How do Trigger Point Injections Feel?
Trigger point injections aren’t painful, but they do cause some discomfort. As your doctor palpates your skin to find the trigger point, you may feel some aching or burning pain. You may also notice that you have a twitch reaction when the trigger point is located. The injection itself will not be that painful. If you have a particular fear of needles or if your trigger point is located in a sensitive area, your doctor can give you a spinal block, which will numb any feeling in the area. When the needle enters the trigger point you may feel some pain, but it should only last for a few seconds.
After the Procedure
Recovery from trigger point injection therapy is relatively quick and painless. If you haven’t received a sedative, you should be able to go back to work after your injections. If you have been sedated, you will need someone to drive you home after the procedure. Your pain symptoms should disappear within a few minutes of your injections.

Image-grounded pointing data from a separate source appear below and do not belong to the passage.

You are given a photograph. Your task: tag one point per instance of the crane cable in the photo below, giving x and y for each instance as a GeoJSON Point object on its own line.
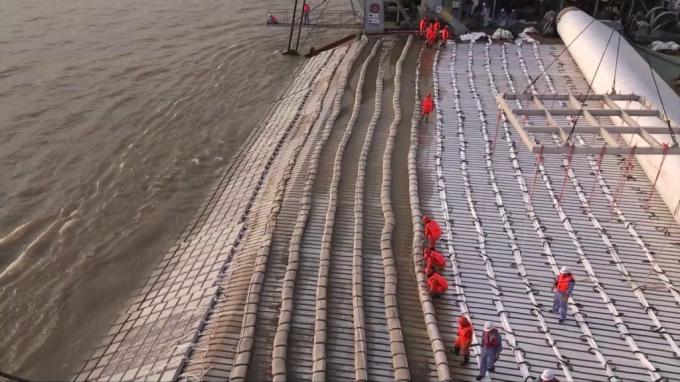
{"type": "Point", "coordinates": [663, 107]}
{"type": "Point", "coordinates": [590, 86]}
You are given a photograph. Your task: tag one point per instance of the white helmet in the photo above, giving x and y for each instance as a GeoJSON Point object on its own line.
{"type": "Point", "coordinates": [547, 375]}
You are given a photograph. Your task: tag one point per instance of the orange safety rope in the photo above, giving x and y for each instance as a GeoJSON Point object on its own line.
{"type": "Point", "coordinates": [623, 177]}
{"type": "Point", "coordinates": [597, 171]}
{"type": "Point", "coordinates": [539, 161]}
{"type": "Point", "coordinates": [495, 139]}
{"type": "Point", "coordinates": [570, 156]}
{"type": "Point", "coordinates": [651, 190]}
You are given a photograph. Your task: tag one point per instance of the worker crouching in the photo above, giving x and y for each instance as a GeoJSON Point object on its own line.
{"type": "Point", "coordinates": [436, 285]}
{"type": "Point", "coordinates": [464, 339]}
{"type": "Point", "coordinates": [492, 344]}
{"type": "Point", "coordinates": [563, 287]}
{"type": "Point", "coordinates": [434, 261]}
{"type": "Point", "coordinates": [432, 230]}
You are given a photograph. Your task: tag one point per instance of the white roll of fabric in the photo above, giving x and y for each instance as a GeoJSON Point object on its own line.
{"type": "Point", "coordinates": [631, 74]}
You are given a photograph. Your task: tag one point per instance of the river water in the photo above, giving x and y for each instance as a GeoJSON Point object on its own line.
{"type": "Point", "coordinates": [115, 119]}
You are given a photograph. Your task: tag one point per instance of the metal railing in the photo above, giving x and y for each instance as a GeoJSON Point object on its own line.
{"type": "Point", "coordinates": [339, 18]}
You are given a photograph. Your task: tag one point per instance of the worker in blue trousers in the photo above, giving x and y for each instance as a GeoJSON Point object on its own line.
{"type": "Point", "coordinates": [563, 287]}
{"type": "Point", "coordinates": [492, 344]}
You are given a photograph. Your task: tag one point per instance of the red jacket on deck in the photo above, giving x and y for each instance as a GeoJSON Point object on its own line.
{"type": "Point", "coordinates": [464, 339]}
{"type": "Point", "coordinates": [436, 284]}
{"type": "Point", "coordinates": [428, 104]}
{"type": "Point", "coordinates": [434, 261]}
{"type": "Point", "coordinates": [432, 230]}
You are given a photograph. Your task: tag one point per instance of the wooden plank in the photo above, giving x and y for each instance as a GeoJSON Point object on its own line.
{"type": "Point", "coordinates": [550, 119]}
{"type": "Point", "coordinates": [611, 141]}
{"type": "Point", "coordinates": [515, 123]}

Physical therapy is recommended in the hours after your injections. Stretching of the muscles seems to enhance the effects of trigger point injections, so if you can, try to book an appointment with your physiotherapist or have massage therapy after your injections.
Side Effects of Trigger Point Injections
The side effects of trigger point injections are minimal. In the days immediately following your injections you may notice:
- Tingling or burning as the anesthetic begins to take effect
- Bruising around the injection site
- Pain around the injection site
If you notice persistent redness or swelling around the injection site you should contact your health care provider. This may be a sign of infection, which, if left untreated, can cause a number of complications.